Neural Systems of Memory

Researchers at Brown have long been interested in the intersection between brain functions and behavior, including understanding the neural basis of memory. Much of this research has focused on the structures composing a medial temporal lobe system that has been found to play a critical role in declarative memory functions in both rodents and primates, including humans. This research utilizes multidisciplinary approaches including neuroanatomical and neuronal recording studies. For example, by removing a brain structure in animal models, researchers are characterizing the ensuing defects in learning or memory, and thereby learn more about the region's functions. Such a study can then be advanced by recording neuronal activity in the intact structure in a behaving animal, to examine this area as animals learn new tasks. Professors Mayank Mehta and Rebecca Burwell study how new environments are learned in the hippocampus—a gateway for transforming sensations and thoughts into long-term memories. An understanding of the neural and cognitive substrates underlying memory and learning can be also be acquired through the investigation of memory and language disorders in humans, as Professors Sheila Blumstein, Katherine Demuth, William Heindel do in their labs. More recently, it has become possible to follow these same processes in humans using fMRI methods. This technique makes it possible to image not only the detailed structure of the living human brain, but to visualize changes in the brain’s blood flow that is a marker for brain activity. Professor Jerome Sanes uses this method to explore brain mechanisms that underlie motor skill learning. MRI, electrophysiological (i.e., EEG) and behavioral methods are also used by Professors Michael Tarr, Sheila Blumstein, and William Heindel to investigate the neural substrates underlying perceptual and semantic memory. The Brain Science Program’s MRI Research Facility has state-of-the-art MRI machines that will be expanding to include even more advanced imaging methods within the University’s new Life Sciences Building. The information gained by these studies should contribute to our understanding human memory and cognition, and may hold implications for persons with various memory disorders.

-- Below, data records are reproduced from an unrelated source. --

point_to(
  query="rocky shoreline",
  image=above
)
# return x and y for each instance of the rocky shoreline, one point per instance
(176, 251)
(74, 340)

Computational and Mathematical Models of Memory

One of the distinguishing features of the Brain Sciences Program at Brown University is the unusually close and frequent interaction of brain theorists with bench experimentalists. Although the utility of theoretical arguments is well established in the physical sciences, with a few notable exceptions, the blending of theory and experiment in neuroscience has been challenging. Researchers at Brown have been at the forefront of developing theoretical models that have proved invaluable in elucidating the connections between molecular and cellular events mediating learning and memory. One of these projects, for example, that developed from a collaboration of Nobel Laureate Leon Cooper and Applied Mathematics/Neuroscience Professor Elie Bienenstock has led to a theory of synaptic plasticity (the BCM theory),which applied to a simple model of the visual cortex and the visual environment, explains how experience shapes the development of the visual system and determines its ultimate wiring pattern. The BCM theory has also sparked considerable experimental studies to show how synapses know when to increase or decrease their strength. The theoretical work on learning and memory has served to provide a deeper understanding of the physiology underlying learning and memory. Work in the laboratories of Professors James Anderson and Harel Shouval are examining the theoretical foundations of learning using simulations and models that incorporate artificial intelligence and statistics to develop adaptive machines that can take advantage of observations and examples in order to solve a variety of tasks that are achieved easily by human nervous systems, but poorly by computers.

The combined efforts of theoretical and experimental researchers in the Brain Science Program provide a unique approach to both understanding the nature of human learning and memory and the biological mechanisms that allow us to learn and remember.